Nvidia publishes GameWorks Flow DirectX 12 demo

Nvidia first introduced its GameWorks Flow technology about a year back, alongside the GameWorks SDK 3.1. At the time the Flow library was classified as an ‘experimental beta’ feature. Later in the year version 1.0 became available, and it is soon to be integrated into the UE4 engine (sometime in Q2 2017).

Flow’s key feature is its fast facilitation of realistic looking combustible fluid, fire, and / or smoke in your game development. Yesterday Nvidia published a new video showcasing GameWorks Flow technology in action under DX12. Perhaps Nvidia wants to inspire implementations of Flow, as it is soon to become available to UE4 devs.

In the video below you can see a DX12 implementation of Flow. The camera moves within some kind of satanic metallurgical mill with frequent bursts of gas combustion and the resultant smoke in the air. Later a large metallic block is moved along the ‘production line’, crossing the path and getting in the way of one of the unhealthy looking combustion bursts. In addition to the fire and smoke, you see the metallic monolith impacted by the ignition blast and featuring complex surface reflections.

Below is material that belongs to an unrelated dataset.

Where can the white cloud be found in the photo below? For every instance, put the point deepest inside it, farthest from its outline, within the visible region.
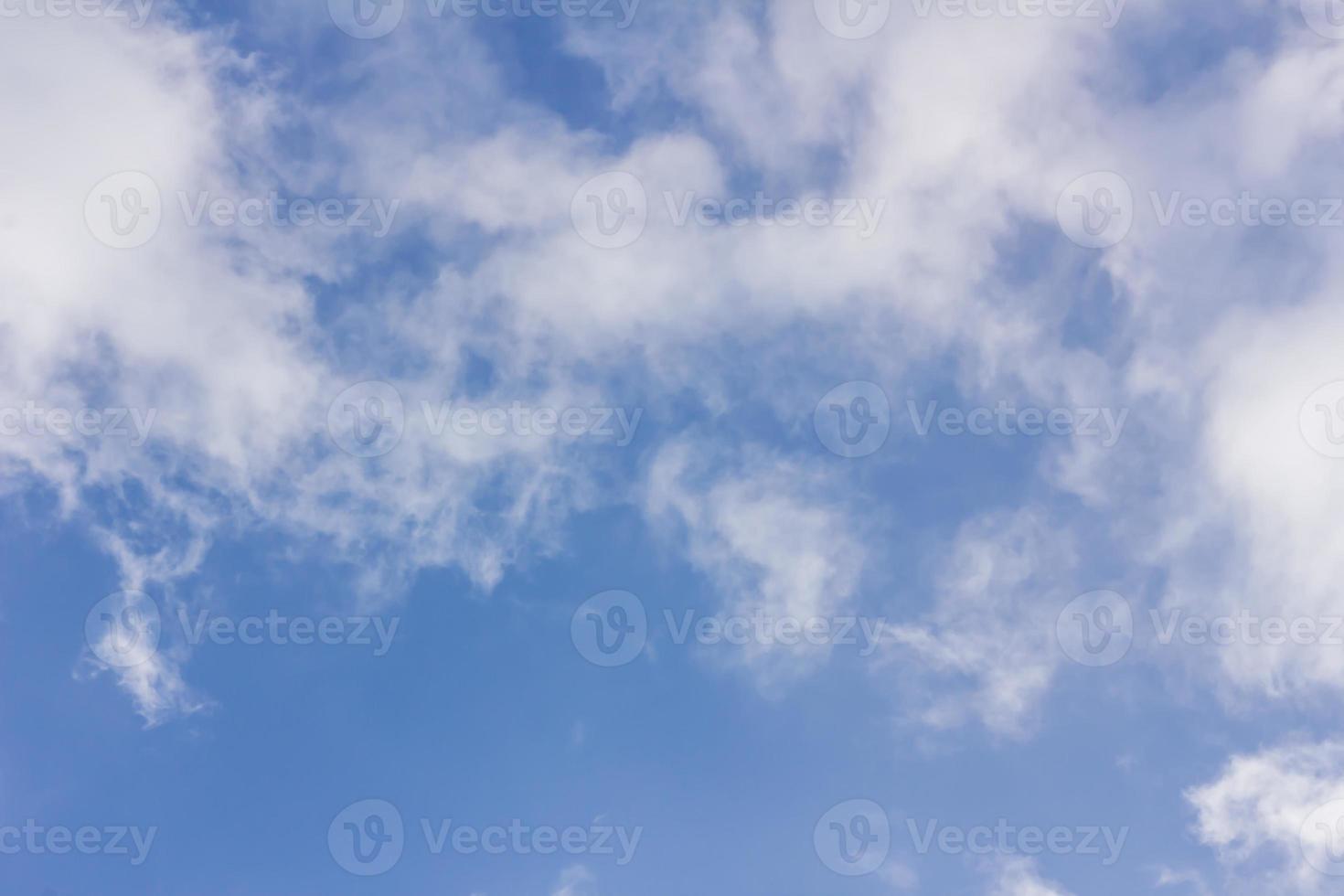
(992, 624)
(765, 534)
(1255, 815)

So how does Nvidia Flow work? It is explained as follows:

The simulation is based on an adaptive sparse voxel grid, allowing the simulation to focus compute and memory resources around regions of interest, and track shifts in the region of interest over time.

With the fire, the combustion process is simulated per voxel, generating elevated temperatures and smoke, which influences the visual appearance and produces buoyancy and expansion effects on the fluid simulation.

An adaptive sparse voxel grid is also used to compute self-shadowing on the smoke, increasing both the realism and visualizing the structure of the smoke. The fluid simulation supports real time collision with objects in the environment, along with fuel emitters than can be modified in real time, making the simulation fully interactive.

Nvidia says that the Flow library provides DX11 and DX12 implementations, and will run on any recent DX11 or DX12-capable GPU.